According to the team, the bulk of the information was extracted from the electromagnetic waves, which accounted for about 80% of the useful data. The remaining data came from acoustic waves.
The results are important because, as the 3D-printing industry continues to progress and find its way into many important manufacturing areas, anyone with a smartphone (think disgruntled employee or industrial spy) is capable of stealing intellectual property.
“Smartphones are so common that industries may let their guard down, thus creating a situation where intellectual property is ripe for theft,” said Chi Zhou, PhD, assistant professor in UB’s Department of Industrial and Systems Engineering, another study co-author.

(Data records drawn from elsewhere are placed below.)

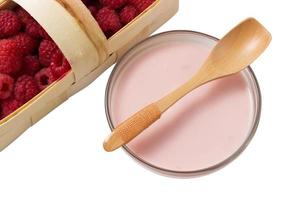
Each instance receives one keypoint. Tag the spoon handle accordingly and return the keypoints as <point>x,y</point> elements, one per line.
<point>132,127</point>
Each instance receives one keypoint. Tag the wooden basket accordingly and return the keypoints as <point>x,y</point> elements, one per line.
<point>85,46</point>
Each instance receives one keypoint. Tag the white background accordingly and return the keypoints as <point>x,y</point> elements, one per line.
<point>61,157</point>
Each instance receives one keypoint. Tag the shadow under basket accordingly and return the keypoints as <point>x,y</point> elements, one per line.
<point>89,56</point>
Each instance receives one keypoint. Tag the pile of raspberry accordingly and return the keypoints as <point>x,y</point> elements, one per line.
<point>112,15</point>
<point>29,60</point>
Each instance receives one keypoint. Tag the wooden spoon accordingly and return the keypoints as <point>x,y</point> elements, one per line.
<point>237,50</point>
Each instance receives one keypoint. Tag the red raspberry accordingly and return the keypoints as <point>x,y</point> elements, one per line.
<point>10,58</point>
<point>59,65</point>
<point>113,4</point>
<point>6,86</point>
<point>35,30</point>
<point>9,23</point>
<point>141,5</point>
<point>127,14</point>
<point>25,88</point>
<point>31,65</point>
<point>85,1</point>
<point>109,21</point>
<point>26,44</point>
<point>8,106</point>
<point>46,50</point>
<point>44,78</point>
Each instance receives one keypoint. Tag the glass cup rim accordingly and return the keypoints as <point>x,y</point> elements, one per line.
<point>174,173</point>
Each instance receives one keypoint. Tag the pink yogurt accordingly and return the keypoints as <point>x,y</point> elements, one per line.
<point>203,131</point>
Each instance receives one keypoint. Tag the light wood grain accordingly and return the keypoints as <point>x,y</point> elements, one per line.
<point>78,35</point>
<point>237,50</point>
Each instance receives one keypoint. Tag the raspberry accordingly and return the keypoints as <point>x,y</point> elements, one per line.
<point>113,4</point>
<point>10,58</point>
<point>25,88</point>
<point>6,86</point>
<point>31,65</point>
<point>35,30</point>
<point>44,78</point>
<point>85,1</point>
<point>46,51</point>
<point>141,5</point>
<point>59,65</point>
<point>9,23</point>
<point>26,44</point>
<point>108,20</point>
<point>127,14</point>
<point>8,106</point>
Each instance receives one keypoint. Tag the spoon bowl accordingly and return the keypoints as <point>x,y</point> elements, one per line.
<point>237,50</point>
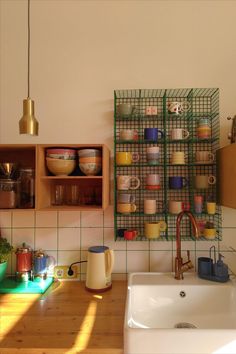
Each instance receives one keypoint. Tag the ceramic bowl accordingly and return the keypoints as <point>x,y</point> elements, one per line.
<point>90,159</point>
<point>60,167</point>
<point>61,152</point>
<point>89,153</point>
<point>62,157</point>
<point>90,168</point>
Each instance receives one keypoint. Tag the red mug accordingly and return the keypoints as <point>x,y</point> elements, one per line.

So how do we make 3D printers more secure?
The researchers suggest some security options for 3D printers. One such option is to keep smartphones significant distance away from 3D printers. The ability to obtain accurate data for simple objects diminished to 87% at 30 centimeters, and 66% at 40 centimeters, according to the study.
Another option is to increase print speeds. They say that new materials may allow 3D printers to work faster, and therefore make it more difficult for smartphone sensors to pick up the print nozzle’s movement.
Other ideas included software-based solutions, such as programming the printer to operate at different speeds, and hardware-based ideas, such as acoustic and electromagnetic shields.
Xu and collaborators will present the research, “My Smartphone Knows What You Print: Exploring Smartphone-based Side-channel Attacks Against 3D Printers,” at the Association for Computing Machinery’s 23rd annual Conference on Computer and Communications Security in October in Austria.